Elle faisait ainsi écho aux propos de son ministre délégué aux Affaires intergouvernementales canadiennes, Alexandre Cloutier, qui s'est exprimé à ce sujet, dimanche.

« Je suis estomaquée de ce qui arrive sur cette loi. Le peuple québécois a droit à l'autodétermination et seul lui a le pouvoir de choisir son destin », a dit Mme Marois, lundi, lors d'un point de presse à Montréal.

« Ce qui m'étonne énormément, c'est que le gouvernement [fédéral] a reconnu [en 2006] le peuple québécois comme formant une nation. Mais il a changé d'avis, puisque dans les faits, il s'associe à la poursuite », poursuit-elle.

Elle a aussi soutenu que la question relevait non pas seulement du juridique, mais aussi du politique, « à partir du moment où ça nous enlèverait un droit ».

Rappelons qu'une requête a été déposée en toute discrétion, mercredi, alors que tous les yeux étaient tournés vers le discours du Trône. Ottawa a décidé d'intervenir dans ce dossier dans le cadre d'une cause pilotée par Keith Henderson, qui a dirigé le Parti égalité de 1993 à 2003. Elle sera entendue quelque part en 2014.

Le procureur général du Canada conteste plusieurs aspects de la loi 99, adoptée par le gouvernement péquiste de Lucien Bouchard en 2000 en réaction à la « loi sur la clarté » du gouvernement libéral de Jean Chrétien.

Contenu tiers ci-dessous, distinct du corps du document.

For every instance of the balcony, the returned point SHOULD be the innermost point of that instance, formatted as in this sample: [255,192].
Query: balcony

La requête demande notamment au tribunal d'écarter le passage affirmant qu'un résultat de 50 % plus une voix serait suffisant pour déclarer l'indépendance du Québec.

Dimanche, le ministre Alexandre Cloutier a dit que Québec allait maintenant demander au gouvernement fédéral de préciser sa vision des choses quant au droit à l'autodétermination du Québec. Le gouvernement compte d'ailleurs déposer une motion à ce sujet à l'Assemblée nationale.

Libéraux et caquistes dénoncent le geste d'Ottawa

Les partis d'opposition à Québec ont aussi condamné la décision d'Ottawa de s'associer à une contestation de la loi 99 devant les tribunaux.

Le chef du Parti libéral du Québec, Philippe Couillard, a qualifié lundi d'« acte qui manque de pertinence » la démarche du gouvernement fédéral. Il craint toutefois que le gouvernement Marois se serve de cette affaire à des fins politiques.

« Ça n'aide pas du tout au débat politique. C'est au Québec que les Québécois vont décider de leur avenir. C'est aussi au Québec qu'il y a une population croissante attachée à la citoyenneté canadienne. Donc, du côté du mouvement souverainiste, on doit en tenir compte », a-t-il dit.

Le chef libéral veut attendre de connaître le contenu de la motion péquiste à l'Assemblée nationale avant de décider s'il l'appuiera.

« C'est une intrusion du gouvernement fédéral dans la démocratie québécoise. Tout le monde est d'accord, ce sont les Québécois qui doivent décider de leur avenir. C'est malheureux. Je trouve que c'est une autre diversion qui nous empêche de parler des vraies priorités, de l'économie du Québec », a affirmé de son côté le chef de la Coalition avenir Québec, François Legault, en entrevue à RDI, lundi.

Dimanche, le porte-parole de la CAQ en matière d'affaires intergouvernementales canadiennes, Éric Caire, a indiqué que sa formation avait l'intention d'appuyer la motion du Parti québécois.